Using Highcharts for Python with Pandas and PySpark

Using Highcharts for Python with Pandas and PySpark logo

Highcharts Core is the gold standard in JavaScript data visualization, offering far more customizability and interactivity out-of-the-box than “mere” plotting libraries. And using the Highcharts for Python Toolkit, you can now easily use it in your Python code (or even in your Jupyter notebook), and rapidly visualize data that you have loaded into a Pandas or PySpark DataFrame.

Tip
The Highcharts for Python capabilities are quite extensive, and this tutorial is meant to be a quick intro to using Highcharts for Python with Pandas and PySpark. But we definitely recommend that you review our other tutorials to see more detail on how you can enrich your data visualizations using Highcharts for Python and Highcharts Core.

Getting Started with Highcharts for Python

To use Highcharts for Python, like with any Python library, you first have to install it. That’s super easy. Just open your project (in your virtual environment – you are using virtual environments, right?) and execute:

$ pip install highcharts-core

And that’s it Highcharts for Python will now be in stalled in your project and available for use. To use it in your code, you just have to import it the way you would any other library.

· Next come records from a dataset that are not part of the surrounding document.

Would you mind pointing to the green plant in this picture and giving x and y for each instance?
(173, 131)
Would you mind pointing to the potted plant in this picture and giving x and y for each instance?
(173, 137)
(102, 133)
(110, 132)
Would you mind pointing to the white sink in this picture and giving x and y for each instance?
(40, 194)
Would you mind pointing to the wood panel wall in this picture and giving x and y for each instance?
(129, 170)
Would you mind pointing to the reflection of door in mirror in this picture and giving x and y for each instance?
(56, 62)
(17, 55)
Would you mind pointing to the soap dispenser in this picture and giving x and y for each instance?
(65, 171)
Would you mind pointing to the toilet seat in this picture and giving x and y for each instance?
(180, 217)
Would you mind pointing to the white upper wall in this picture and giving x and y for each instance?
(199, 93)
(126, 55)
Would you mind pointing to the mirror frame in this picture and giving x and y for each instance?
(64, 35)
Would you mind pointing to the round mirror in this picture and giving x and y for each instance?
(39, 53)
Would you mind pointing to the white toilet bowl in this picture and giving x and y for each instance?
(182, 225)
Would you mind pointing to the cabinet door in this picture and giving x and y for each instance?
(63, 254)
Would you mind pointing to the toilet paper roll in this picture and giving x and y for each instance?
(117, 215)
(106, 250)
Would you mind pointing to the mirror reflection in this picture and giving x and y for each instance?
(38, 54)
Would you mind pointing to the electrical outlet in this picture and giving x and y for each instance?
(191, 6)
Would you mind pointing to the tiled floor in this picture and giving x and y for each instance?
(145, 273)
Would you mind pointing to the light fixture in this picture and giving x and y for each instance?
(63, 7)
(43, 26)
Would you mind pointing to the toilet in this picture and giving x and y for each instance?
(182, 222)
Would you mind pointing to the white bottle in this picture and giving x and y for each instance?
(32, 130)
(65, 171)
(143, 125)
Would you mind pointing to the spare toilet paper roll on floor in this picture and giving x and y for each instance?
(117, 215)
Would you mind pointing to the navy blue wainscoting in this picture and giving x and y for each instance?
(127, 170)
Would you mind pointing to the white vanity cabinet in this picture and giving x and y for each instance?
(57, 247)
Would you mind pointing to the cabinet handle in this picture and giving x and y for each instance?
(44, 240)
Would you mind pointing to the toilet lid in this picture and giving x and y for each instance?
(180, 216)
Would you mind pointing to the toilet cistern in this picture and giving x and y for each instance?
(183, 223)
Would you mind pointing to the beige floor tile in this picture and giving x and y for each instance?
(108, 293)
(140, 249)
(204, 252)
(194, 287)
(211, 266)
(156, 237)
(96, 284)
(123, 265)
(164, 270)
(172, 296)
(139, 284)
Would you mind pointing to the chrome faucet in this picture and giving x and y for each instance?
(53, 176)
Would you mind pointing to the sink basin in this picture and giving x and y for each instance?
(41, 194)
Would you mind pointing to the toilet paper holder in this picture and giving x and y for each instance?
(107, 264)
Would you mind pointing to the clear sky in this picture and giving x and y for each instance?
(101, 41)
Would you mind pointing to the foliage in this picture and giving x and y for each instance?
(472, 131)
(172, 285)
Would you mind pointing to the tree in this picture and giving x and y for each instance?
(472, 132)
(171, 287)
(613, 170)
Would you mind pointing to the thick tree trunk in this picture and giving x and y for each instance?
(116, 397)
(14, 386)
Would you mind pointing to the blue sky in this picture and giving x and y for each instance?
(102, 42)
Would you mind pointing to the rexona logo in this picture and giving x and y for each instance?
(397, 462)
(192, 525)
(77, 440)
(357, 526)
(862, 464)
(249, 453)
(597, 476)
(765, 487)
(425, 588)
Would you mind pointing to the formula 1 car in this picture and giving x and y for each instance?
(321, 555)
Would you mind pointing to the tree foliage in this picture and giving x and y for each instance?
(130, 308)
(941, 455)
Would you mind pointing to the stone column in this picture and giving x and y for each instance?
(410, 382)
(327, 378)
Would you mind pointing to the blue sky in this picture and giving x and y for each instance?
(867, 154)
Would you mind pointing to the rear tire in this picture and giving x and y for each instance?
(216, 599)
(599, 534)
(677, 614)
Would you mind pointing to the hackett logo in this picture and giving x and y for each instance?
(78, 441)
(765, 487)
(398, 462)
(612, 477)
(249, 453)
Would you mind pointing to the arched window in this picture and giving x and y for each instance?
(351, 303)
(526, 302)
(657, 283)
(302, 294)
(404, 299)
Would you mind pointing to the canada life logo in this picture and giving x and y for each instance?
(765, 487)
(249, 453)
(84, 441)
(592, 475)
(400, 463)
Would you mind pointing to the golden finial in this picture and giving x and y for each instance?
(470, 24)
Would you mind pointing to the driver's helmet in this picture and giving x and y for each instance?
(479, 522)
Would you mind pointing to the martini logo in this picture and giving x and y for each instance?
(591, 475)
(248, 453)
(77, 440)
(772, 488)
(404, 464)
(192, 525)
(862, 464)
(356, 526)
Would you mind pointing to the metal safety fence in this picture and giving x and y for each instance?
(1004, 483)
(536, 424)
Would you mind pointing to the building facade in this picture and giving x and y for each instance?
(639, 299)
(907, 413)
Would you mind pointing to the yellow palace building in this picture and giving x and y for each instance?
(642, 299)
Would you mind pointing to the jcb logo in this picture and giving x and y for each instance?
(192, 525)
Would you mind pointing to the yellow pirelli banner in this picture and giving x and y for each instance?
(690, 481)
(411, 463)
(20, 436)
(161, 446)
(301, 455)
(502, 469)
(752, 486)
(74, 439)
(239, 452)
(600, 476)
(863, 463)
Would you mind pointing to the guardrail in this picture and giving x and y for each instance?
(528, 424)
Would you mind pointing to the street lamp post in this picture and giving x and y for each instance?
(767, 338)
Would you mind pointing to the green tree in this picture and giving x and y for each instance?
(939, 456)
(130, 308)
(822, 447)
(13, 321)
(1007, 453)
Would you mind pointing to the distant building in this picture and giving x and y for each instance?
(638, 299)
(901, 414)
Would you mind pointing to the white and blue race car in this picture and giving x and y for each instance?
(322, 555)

Importing Highcharts for Python

The Highcharts for Python library is quite extensive. It’s got a rich (read: complicated) API, with lots of different objects and modules. That’s a reflection of the visualization power that Highcharts offers you, but it does make the decision of what to import and how to import it a little more complicated.

Python’s best practice is to import only what you need, which helps to maximize the performance of your Python code and prevents your application’s namespace from getting cluttered with various things (and further reduces the memory footprint of your Python code, which is always good).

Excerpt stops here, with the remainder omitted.